Moreover, hear what your patron Augustine still says. Hear what he says on that verse of the Psalmist: “‘Sacrifice and offering you did not desire, but a body you have prepared for me’ (Ps. 39): ‘One sacrifice,’ he says, ‘was prepared in place of the many legal sacrifices.’ Which one? Namely, the body of Christ, which you know, which not all of you know: and would that those of you who know it, may not know it to your judgment!” He proposes three things: that some know the body of Christ, some do not know it; and he wishes that those who know it may not know it to their judgment. “For he who eats and drinks unworthily, eats and drinks judgment on himself.” And a little later, the same author in the same place: “What we receive, we know, and may you who do not know it come to know it, and when you have learned it, may you not receive it to your judgment. ‘For he who eats and drinks unworthily, eats and drinks judgment on himself.'” Do not think that he said this about the sanctified bread of the altar, but about the true body of Christ. For if it were only bread, who would not know bread? Why is it called bread, and not all are said to know it? But without doubt he understood the body of Christ to be in the appearance of bread, and therefore he said that those who take it unworthily take it to their judgment.
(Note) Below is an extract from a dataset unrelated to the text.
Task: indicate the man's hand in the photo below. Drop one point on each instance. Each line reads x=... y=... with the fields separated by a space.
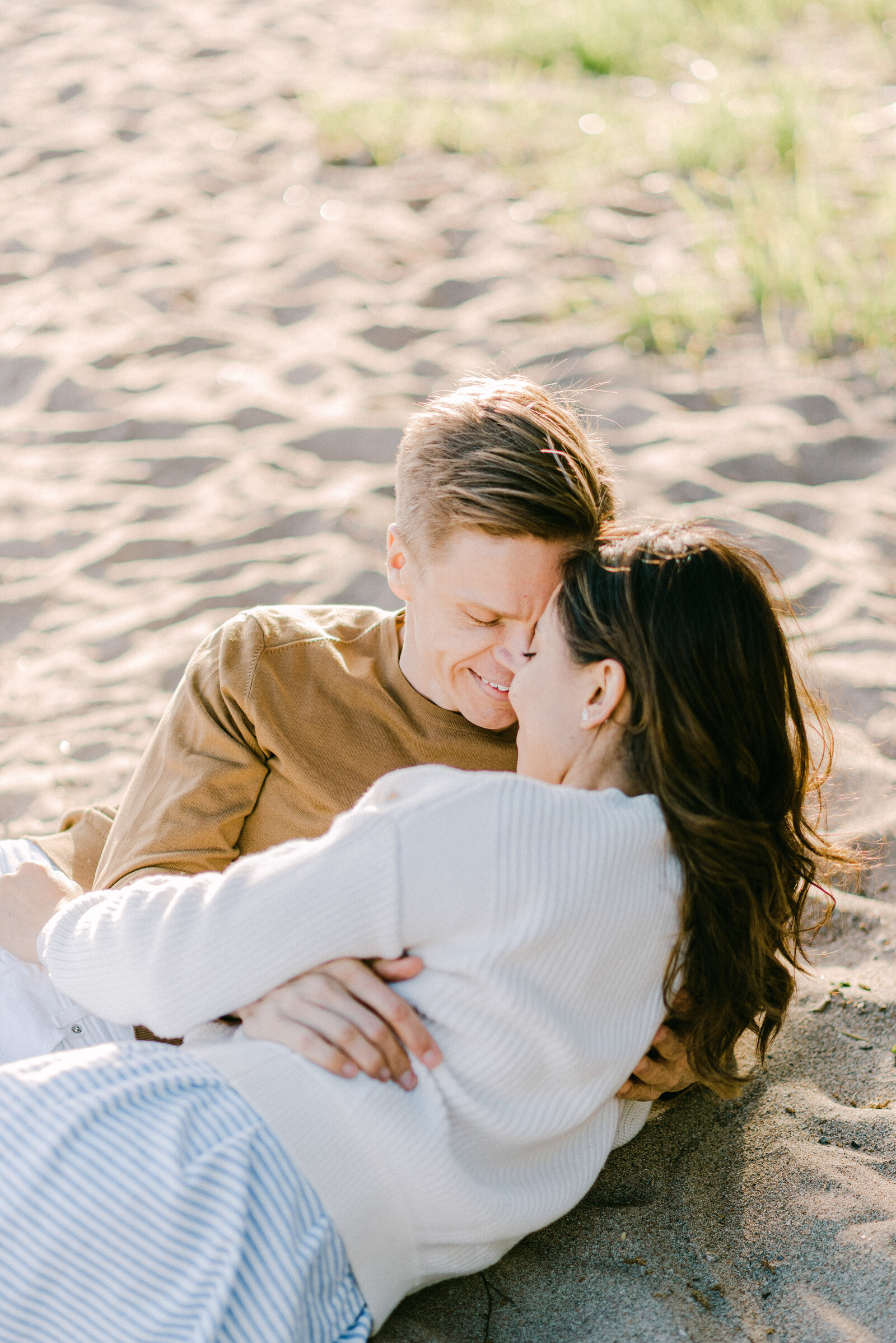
x=29 y=899
x=663 y=1068
x=347 y=1020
Return to yourself, brother, return, recall your mind that has wandered far abroad; do not eat the husks of the swine, do not eat the chaff of the grain. Do you not see that in the morning when the sun rises, the mountains are illuminated first, afterward the valleys? Do you not see religious men and doctors of great renown stand in this opinion, persist in this faith, that the sanctified bread of the altar is no longer bread, but the true body of Christ? But if it is true, or rather because it is true that Christ asked the Father to sustain the faith of Peter; and if it is true, or rather because it is true, that the faith of Peter concerning the body and blood of the Lord has flowed down from him all the way to our times inviolate through the successions of apostolic men; because, I say, it is true, cease from your error, or rather horror, and hasten to reform in yourself the faith of Peter, the faith of the Roman See, which has been stripped away by you, and to reunite yourself to mother Church. I could adduce very many examples of the holy Fathers of the Roman See concerning this faith; but because I have gathered and collected them to be made known to you in another letter, I have thought it should be passed over here.